Temp to Perm Hiring: Good Idea or Will You Get Burned?
Have you ever wanted to have a person work for you on a temporary basis before making the commitment to hire full time? Many of you shook your head yes, especially when it comes to hiring non-management level positions. And why not? It is common to get burned by hiring people who do not work out, despite them appearing like good hires from the interview process. The ability to see how a person actually performs on the job and fits into your environment before hiring, has great intuitive and practical appeal.
When Hiring Temps Goes Bad
Many people have had successful experiences with this approach or have known people who have had positive outcomes using “temp to perm” hiring. However, like many things that have worked in a specific situation, it is easy to think you can use it for everything. This line of reasoning can backfire.

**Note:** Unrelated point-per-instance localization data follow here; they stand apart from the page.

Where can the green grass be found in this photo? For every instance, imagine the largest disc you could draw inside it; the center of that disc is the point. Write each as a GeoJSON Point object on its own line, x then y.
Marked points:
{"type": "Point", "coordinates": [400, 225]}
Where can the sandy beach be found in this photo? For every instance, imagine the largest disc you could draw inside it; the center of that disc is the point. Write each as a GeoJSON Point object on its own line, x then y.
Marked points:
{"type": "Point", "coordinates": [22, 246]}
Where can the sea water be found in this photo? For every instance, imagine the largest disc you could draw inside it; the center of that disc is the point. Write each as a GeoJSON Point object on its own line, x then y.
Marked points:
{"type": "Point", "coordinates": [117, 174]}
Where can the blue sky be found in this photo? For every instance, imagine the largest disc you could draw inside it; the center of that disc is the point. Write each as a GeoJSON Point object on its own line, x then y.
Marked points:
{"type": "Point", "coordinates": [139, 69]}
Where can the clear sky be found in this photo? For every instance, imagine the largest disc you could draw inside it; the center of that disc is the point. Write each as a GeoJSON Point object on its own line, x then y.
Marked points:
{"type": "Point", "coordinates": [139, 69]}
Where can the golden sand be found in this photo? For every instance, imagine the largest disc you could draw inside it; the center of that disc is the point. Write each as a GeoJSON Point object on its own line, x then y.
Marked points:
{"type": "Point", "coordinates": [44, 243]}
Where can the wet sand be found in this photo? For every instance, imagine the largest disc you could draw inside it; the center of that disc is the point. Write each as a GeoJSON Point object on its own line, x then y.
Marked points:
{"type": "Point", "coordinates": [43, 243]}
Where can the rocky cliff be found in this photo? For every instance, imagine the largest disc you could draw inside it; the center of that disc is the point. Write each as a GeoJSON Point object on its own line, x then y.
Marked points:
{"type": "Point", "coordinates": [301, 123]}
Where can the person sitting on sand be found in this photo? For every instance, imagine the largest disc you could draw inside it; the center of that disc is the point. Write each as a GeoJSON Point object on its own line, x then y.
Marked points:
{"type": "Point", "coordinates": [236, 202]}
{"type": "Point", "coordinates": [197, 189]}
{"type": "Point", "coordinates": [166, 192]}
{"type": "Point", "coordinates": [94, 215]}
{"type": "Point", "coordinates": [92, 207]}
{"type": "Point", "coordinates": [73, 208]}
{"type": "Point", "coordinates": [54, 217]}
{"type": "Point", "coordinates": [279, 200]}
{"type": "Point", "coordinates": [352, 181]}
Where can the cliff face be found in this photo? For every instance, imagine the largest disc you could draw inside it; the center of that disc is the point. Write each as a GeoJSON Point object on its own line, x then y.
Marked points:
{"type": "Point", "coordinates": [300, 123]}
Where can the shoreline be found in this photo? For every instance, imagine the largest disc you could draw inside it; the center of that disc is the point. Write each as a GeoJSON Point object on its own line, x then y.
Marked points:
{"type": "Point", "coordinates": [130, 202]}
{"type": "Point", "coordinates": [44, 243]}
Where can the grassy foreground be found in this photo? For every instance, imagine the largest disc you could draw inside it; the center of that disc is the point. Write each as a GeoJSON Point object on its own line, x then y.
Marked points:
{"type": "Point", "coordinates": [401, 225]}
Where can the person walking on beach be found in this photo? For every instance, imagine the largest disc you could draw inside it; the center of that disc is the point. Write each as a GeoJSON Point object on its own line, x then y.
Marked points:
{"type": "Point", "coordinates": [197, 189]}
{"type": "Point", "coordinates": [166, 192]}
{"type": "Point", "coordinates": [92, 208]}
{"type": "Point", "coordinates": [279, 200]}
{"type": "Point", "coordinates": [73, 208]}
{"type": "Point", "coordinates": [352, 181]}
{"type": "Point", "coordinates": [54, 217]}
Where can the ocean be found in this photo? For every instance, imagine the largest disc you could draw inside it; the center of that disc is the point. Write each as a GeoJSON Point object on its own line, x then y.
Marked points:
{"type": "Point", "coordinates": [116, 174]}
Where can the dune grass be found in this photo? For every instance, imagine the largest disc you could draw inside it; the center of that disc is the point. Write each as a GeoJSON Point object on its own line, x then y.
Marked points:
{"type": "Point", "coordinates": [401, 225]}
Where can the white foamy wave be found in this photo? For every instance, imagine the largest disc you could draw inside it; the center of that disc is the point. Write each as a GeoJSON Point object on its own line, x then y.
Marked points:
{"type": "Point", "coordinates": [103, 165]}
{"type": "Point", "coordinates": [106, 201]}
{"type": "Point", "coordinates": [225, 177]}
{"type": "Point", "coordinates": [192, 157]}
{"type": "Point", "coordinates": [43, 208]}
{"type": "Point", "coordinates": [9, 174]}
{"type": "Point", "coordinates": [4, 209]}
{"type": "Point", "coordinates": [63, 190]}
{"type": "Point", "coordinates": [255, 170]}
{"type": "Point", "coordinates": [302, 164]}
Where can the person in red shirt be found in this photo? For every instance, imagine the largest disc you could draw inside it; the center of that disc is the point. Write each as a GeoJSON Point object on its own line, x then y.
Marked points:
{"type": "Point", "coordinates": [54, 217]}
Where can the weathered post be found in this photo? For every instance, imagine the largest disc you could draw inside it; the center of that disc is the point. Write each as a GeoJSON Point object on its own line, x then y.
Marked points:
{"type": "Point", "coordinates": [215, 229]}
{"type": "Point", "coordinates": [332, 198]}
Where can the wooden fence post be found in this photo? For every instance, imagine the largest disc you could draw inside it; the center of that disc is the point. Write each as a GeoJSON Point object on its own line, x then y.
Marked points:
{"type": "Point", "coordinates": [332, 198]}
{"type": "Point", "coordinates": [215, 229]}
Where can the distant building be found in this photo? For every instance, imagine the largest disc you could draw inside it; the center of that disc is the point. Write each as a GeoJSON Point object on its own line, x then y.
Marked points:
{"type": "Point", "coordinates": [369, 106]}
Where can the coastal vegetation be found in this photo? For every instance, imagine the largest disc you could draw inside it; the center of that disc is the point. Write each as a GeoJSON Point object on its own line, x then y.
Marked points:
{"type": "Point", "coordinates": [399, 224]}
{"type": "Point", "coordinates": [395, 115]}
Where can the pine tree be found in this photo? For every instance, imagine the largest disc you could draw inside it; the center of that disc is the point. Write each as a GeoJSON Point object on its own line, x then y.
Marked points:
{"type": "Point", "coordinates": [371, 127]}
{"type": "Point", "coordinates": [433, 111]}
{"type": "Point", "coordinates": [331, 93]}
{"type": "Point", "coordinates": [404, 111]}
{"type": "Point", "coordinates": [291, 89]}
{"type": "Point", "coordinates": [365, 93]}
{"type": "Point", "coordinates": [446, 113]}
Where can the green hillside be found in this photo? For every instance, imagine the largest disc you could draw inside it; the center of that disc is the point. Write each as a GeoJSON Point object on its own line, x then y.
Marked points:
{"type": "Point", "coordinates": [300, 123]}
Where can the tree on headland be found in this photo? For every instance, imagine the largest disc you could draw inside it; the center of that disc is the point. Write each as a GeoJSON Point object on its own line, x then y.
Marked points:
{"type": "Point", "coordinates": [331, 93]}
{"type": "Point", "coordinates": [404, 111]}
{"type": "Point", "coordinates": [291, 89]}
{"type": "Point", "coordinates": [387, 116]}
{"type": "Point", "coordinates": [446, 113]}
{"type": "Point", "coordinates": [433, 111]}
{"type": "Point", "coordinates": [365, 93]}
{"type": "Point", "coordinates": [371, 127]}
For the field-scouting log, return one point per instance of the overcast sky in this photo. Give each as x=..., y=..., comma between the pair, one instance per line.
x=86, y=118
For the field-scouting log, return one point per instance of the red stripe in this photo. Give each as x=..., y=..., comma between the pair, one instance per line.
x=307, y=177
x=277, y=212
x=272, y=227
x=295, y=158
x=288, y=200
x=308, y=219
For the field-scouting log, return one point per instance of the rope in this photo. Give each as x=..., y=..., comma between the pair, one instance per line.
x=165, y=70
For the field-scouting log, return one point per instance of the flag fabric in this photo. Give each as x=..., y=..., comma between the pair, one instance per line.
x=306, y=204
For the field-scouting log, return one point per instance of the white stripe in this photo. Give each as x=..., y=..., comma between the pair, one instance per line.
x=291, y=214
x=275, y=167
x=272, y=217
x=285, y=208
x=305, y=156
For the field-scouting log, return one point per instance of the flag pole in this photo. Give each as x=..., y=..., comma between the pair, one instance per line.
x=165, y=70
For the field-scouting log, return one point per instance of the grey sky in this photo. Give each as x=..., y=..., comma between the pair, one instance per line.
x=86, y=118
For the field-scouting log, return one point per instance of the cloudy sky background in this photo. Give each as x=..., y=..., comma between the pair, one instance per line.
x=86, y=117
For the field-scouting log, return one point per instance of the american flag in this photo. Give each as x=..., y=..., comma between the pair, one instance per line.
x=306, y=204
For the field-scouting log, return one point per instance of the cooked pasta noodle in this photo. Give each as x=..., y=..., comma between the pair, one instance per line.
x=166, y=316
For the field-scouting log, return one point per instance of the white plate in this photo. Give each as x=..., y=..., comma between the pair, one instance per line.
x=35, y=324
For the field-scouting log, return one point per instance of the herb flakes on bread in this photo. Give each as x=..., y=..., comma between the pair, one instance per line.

You can easily run into the “man with a hammer syndrome.” Give a man a hammer and pretty soon, everything starts looking like a nail! When temp to perm becomes the hammer, the result is hiring demolition. This is especially true when you use it for hiring people who are in high demand and low supply.
This is the case for many positions such as accounting, IT, Sales, and other roles where candidates who fit your position are in short supply. We frequently see the frustration of companies that use this approach for high demand, low supply positions, reaching for candidates that fail within two weeks, only to lunge at a replacement who bombs within a month. The time, money and effort lost when this occurs is unfortunate and usually preventable by employing more effective tactics like personality assessments.
A recent Wall Street Journal article pointed out that eight of the top ten U.S. private employers now use personality assessments for some positions. In 2001, 26 percent of large U.S. employers used these tests. By 2013, that number jumped to 57 percent, reflecting “a sea change in hiring practices.”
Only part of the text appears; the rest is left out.